This is the 1st real letter I've ever written you. Sorry it took me so long but the fact that you are never going to read it had something to do with it. I thought I might update you on what has been going on in my life since you left but it has been 15 years so it would take me forever and since I have a baby I don't have that kind of time. Yes, you have a granddaughter and she looks exactly like you. We even call her Sergita sometimes. She has your same expressions and everything. Some days I think it is you. I wish you could see her, she is beautiful.
I married the best man I ever met. He is American so I'm teaching him Spanish. He is a great dad. I know you would have liked him a lot. Everybody does. I pray to God everyday that we never loose him like I lost you. It's been so hard. I still miss you so much, I will miss you for the rest of my life.
I live in San Diego, I try to stay away from everyone I know you would understand why.
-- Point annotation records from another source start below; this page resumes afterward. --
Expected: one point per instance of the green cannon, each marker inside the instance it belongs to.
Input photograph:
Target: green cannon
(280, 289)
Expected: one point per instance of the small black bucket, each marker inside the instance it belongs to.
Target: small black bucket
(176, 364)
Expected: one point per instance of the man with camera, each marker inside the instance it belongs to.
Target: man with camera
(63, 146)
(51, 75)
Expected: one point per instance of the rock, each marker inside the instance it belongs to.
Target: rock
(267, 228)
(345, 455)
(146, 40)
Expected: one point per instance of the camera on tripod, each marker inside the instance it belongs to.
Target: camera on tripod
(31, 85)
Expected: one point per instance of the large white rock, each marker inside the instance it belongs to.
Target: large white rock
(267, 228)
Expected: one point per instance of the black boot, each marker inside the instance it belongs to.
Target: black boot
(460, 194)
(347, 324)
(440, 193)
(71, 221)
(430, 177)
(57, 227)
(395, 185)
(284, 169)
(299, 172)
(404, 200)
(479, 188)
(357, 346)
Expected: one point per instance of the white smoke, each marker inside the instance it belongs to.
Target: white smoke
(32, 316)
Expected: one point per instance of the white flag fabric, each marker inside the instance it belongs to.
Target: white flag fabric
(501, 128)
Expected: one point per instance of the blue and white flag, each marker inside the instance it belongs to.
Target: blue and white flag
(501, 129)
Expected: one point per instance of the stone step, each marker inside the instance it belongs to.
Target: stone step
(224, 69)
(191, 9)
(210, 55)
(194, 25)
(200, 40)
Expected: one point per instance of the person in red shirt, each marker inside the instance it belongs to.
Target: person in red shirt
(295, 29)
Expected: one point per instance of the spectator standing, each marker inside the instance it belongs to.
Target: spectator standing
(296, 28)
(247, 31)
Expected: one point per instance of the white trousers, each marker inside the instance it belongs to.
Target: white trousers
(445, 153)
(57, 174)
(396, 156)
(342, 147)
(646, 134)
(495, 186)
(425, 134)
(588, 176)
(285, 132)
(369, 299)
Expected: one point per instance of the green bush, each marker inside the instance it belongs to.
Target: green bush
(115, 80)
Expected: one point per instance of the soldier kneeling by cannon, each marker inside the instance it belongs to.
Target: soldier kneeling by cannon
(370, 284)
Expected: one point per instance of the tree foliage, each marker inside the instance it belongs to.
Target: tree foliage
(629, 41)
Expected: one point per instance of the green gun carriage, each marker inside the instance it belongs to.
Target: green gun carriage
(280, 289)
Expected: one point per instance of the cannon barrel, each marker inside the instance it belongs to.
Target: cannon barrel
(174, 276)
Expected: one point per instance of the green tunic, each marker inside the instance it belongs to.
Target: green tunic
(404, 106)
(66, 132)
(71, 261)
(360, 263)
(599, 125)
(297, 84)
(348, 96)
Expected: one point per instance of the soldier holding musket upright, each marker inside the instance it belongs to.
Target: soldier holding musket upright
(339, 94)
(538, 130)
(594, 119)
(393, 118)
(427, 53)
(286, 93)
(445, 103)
It's peaceful, nobody yells my name. Your birthday is coming up, that is pretty much the only time I make it to church. Different church every time. I hope that changes now that I have a family and a home. I desperately wanted stability but nobody told me it would take getting used to. My old self still feels like she has to run but it's just the habit, and the I realize I am very happy here and I no longer need to flee. I am so proud to say I have finally found my place.
Thank you for not abandoning us voluntarily like some dads do. I know you fought for us and you did great. I will never forget that and I haven't forgotten what you said. And daddy, I love you too. I will be thinking of you. Happy birthday wherever you are.